The World Zionist Organization has made an almost identical replica of the cloth that covered the coffin at his burial in Israel to be revealed on Tuesday.

World Zionist Organization vice chairman Yaakov Hagoel stands next to the almost identical replica of the cloth that covered Theodore Herzl's coffin (photo credit: WORLD ZIONIST ORGANIZATION)
World Zionist Organization vice chairman Yaakov Hagoel stands next to the almost identical replica of the cloth that covered Theodore Herzl's coffin
(photo credit: WORLD ZIONIST ORGANIZATION)
It was a mystery never to be solved. For years, searches were carried out to find the embroidered cloth that once covered Theodor Herzl’s coffin.
But it was nowhere to be found.
However, on Tuesday, the World Zionist Organization will reveal a nearly identical replica of the cover as part of the ceremony commemorating 70 years since Herzl’s remains were brought to Jerusalem.
During the ceremony on Mount Herzl, to be attended by Prime Minister Benjamin Netanyahu and President Reuven Rivlin, the cover will be made public for the first time since its creation.
In August 1949, a year after the establishment of the State of Israel, Herzl’s remains arrived in Israel from Austria.
“The decision to bring Herzl’s remains to Israel [then-British Mandate Palestine] had originally been made in 1935 at the [19th] Zionist Congress [in Lucerne, Switzerland],” explained Yaakov Hagoel, vice chairman of the World Zionist Organization. “This decision was postponed because of the Holocaust and Herzl’s remains were only able to come to Israel in 1949.”
Hagoel told The Jerusalem Post that the remade cover is “very similar to the original, and was based on pictures of the original.
“The original cover was designed in 1936 by Oscar Strand and Arthur Weiss. Weiss designed the Judaica on the curtain,” Hagoel said.
The original was blue and white, the colors of the Zionist flag, and it had a large Star of David, which contained a lion in the middle, along with Herzl’s seven stars.
The original curtain lying on Theodore Herzl's coffin in 1949, which went missing soon after his body was buried (Credit: Wikimedia)
The original curtain lying on Theodore Herzl's coffin in 1949, which went missing soon after his body was buried (Credit: Wikimedia)
Above, in Hebrew, the prophecy of Ezekiel in the Valley of the Dry Bones is written along with a verse from Psalm 126 about the return to Zion, while below are Herzl’s last words from his book The Jewish State.
The women from the Women’s International Zionist Organization who sowed and embroidered it, signed it off with the words: “Ze’ev Herzl, in memory of the return of his remains to our country.”
Asked why they decided to remake the cover now, Hagoel said they “were approached two months ago by Yitzhak Weiss, who had found out that his father was one of the men who had designed the curtain.

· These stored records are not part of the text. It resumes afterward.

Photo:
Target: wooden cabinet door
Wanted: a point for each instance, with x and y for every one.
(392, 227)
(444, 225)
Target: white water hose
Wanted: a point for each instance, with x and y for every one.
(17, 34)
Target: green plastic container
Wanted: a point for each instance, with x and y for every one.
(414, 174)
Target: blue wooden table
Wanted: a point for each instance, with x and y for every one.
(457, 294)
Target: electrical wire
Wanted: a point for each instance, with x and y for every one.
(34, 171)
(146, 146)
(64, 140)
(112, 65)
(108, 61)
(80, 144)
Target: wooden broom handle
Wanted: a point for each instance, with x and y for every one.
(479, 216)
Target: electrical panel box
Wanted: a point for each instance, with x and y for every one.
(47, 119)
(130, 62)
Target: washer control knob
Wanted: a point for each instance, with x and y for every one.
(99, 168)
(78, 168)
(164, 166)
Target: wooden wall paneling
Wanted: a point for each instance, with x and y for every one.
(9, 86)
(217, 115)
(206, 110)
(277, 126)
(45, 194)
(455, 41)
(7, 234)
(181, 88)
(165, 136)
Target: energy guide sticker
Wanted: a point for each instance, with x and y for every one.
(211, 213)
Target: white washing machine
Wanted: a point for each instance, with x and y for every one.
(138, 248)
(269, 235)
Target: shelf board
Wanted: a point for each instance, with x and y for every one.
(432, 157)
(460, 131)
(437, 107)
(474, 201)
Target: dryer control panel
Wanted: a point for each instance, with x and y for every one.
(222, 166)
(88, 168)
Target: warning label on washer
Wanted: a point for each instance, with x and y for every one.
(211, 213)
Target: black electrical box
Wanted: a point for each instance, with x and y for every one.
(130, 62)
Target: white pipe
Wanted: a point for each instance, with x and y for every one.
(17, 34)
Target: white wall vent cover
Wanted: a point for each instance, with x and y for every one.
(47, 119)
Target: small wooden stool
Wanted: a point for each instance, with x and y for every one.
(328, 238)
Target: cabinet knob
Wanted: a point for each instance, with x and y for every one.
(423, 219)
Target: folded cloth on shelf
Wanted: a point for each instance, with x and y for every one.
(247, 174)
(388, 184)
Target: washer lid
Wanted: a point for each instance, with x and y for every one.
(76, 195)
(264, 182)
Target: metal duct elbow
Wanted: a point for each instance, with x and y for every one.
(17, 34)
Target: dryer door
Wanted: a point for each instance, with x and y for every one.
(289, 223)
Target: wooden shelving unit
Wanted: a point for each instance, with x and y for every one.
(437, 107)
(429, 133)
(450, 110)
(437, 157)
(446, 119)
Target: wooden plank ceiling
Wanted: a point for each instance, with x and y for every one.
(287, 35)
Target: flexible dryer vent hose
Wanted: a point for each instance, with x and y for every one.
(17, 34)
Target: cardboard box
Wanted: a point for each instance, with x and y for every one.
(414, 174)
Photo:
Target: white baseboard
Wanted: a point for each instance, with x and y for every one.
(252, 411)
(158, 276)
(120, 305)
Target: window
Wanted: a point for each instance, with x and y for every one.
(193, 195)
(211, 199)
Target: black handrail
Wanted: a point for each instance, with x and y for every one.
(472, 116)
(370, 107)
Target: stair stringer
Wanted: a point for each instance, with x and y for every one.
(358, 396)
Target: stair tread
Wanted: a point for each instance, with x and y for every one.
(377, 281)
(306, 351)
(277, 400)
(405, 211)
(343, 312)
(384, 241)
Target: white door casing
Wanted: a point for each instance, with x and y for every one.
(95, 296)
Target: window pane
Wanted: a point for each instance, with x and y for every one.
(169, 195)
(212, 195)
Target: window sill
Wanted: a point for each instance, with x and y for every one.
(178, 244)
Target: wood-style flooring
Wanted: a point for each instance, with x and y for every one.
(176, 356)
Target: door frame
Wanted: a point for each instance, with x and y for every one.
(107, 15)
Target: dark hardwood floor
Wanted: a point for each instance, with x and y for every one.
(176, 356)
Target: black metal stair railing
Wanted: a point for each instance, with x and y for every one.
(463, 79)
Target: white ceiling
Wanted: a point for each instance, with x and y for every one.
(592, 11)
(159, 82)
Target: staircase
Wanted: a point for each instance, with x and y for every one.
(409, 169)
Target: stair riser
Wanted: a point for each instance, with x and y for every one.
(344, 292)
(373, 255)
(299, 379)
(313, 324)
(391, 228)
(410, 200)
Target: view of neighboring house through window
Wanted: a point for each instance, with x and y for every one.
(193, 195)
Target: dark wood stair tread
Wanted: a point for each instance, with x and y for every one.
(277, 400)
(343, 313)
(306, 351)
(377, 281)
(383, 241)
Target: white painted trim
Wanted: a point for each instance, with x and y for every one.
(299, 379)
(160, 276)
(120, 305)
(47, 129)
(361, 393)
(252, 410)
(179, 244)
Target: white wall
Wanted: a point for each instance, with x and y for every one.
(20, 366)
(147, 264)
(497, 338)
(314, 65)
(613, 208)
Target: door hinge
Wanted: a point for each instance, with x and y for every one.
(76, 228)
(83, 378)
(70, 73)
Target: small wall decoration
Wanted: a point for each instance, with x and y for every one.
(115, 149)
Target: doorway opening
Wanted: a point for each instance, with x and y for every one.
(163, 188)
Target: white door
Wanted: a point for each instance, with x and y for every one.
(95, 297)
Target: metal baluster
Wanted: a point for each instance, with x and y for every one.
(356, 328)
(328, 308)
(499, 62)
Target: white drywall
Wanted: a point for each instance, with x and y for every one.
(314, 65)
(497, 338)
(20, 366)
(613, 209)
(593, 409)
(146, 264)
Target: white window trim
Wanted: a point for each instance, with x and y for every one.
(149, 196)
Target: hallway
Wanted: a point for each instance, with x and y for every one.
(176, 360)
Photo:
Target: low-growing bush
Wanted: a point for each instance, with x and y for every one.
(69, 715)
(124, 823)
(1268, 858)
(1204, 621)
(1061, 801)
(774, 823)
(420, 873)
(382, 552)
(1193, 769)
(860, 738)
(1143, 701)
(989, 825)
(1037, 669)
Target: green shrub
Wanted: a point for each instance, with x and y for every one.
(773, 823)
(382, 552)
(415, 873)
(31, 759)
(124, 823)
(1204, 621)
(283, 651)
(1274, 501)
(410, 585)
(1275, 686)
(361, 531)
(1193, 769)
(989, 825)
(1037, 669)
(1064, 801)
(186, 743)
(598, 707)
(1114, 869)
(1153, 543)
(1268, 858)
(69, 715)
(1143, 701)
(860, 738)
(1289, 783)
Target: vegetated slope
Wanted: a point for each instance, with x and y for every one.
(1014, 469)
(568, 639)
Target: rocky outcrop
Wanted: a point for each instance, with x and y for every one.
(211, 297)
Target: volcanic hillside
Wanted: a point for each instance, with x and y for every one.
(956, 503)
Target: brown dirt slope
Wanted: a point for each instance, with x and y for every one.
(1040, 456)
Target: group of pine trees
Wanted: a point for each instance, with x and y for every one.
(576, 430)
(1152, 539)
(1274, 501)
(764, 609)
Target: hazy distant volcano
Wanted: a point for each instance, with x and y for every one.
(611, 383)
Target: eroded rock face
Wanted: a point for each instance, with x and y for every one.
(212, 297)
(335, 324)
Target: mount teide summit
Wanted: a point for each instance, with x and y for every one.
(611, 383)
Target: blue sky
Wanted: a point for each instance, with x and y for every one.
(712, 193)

It was then that we decided to start making it. We approached an artist from the North, and it took just a few weeks to make.
“You have to think of the context. It was 1936. They were dreaming of the state, and it was also very close to the Holocaust,” Hagoel added.

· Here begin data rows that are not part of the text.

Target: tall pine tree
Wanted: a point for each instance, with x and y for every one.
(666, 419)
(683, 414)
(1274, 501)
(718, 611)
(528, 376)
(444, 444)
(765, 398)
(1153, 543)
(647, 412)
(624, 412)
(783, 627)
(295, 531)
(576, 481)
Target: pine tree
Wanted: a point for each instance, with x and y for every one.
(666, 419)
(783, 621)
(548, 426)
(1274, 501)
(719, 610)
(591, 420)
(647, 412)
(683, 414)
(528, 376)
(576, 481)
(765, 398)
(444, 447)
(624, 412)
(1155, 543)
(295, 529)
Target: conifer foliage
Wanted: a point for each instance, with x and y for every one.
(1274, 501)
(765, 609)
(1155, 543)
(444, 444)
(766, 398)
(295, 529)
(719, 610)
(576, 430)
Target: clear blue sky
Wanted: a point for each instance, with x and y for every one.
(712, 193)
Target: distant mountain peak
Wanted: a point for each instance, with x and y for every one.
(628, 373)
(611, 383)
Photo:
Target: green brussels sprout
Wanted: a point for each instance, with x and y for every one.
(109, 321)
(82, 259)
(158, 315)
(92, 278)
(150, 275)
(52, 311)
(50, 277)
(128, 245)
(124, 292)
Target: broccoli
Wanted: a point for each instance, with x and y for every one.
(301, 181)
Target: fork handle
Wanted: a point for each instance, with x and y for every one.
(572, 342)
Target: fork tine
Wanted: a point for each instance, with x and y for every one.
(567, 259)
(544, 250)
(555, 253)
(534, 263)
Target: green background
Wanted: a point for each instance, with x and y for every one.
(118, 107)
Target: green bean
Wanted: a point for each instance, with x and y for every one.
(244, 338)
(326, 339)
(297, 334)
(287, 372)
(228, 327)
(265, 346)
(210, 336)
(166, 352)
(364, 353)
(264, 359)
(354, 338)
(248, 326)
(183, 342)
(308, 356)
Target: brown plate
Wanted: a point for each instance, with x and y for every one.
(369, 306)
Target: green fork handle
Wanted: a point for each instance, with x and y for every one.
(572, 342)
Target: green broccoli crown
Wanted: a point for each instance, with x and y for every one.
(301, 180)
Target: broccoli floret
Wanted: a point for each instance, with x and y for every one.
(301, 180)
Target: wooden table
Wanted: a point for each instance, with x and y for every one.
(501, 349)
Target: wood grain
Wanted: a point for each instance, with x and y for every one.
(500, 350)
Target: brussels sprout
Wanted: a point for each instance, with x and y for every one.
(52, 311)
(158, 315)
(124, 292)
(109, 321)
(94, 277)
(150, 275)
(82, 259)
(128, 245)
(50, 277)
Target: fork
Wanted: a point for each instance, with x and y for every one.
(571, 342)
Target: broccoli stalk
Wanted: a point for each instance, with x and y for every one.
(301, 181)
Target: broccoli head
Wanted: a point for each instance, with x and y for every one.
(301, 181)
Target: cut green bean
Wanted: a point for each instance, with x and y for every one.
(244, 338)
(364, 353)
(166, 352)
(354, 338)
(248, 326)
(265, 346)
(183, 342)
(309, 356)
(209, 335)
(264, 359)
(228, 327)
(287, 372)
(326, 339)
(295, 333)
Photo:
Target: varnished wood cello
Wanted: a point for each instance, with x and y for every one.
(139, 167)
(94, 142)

He said that notwithstanding the hope that Herzl’s remains would be brought to Israel before World War II broke out, it took another 13 years for this dream to be realized.
In 1939, the curtain arrived in Mandatory Palestine and was left in the hands of Menachem Ussishkin at the JNF building. There it remained for safekeeping until Herzl’s reinterment 10 years later.
As Herzl’s coffin was taken down from display for burial, an area that became Mount Herzl, the cover was removed and meant to go to the “Herzl Room” in the JNF-KKL’s main building. However, it never reached its destination, and was never seen again.
“It’s very emotional,” Hagoel said about the cover, “after 70 years, there is finally closure.
“It also has significance because it represents how far we have come as a nation, and future generations will be able to come to Mount Herzl and to see what the cover used in the [burial] ceremony looked like, and how it represents the person who was the visionary of the State of Israel that we have today,” Hagoel stressed.
The replica will be displayed at the Herzl Museum on Mount Herzl in Jerusalem.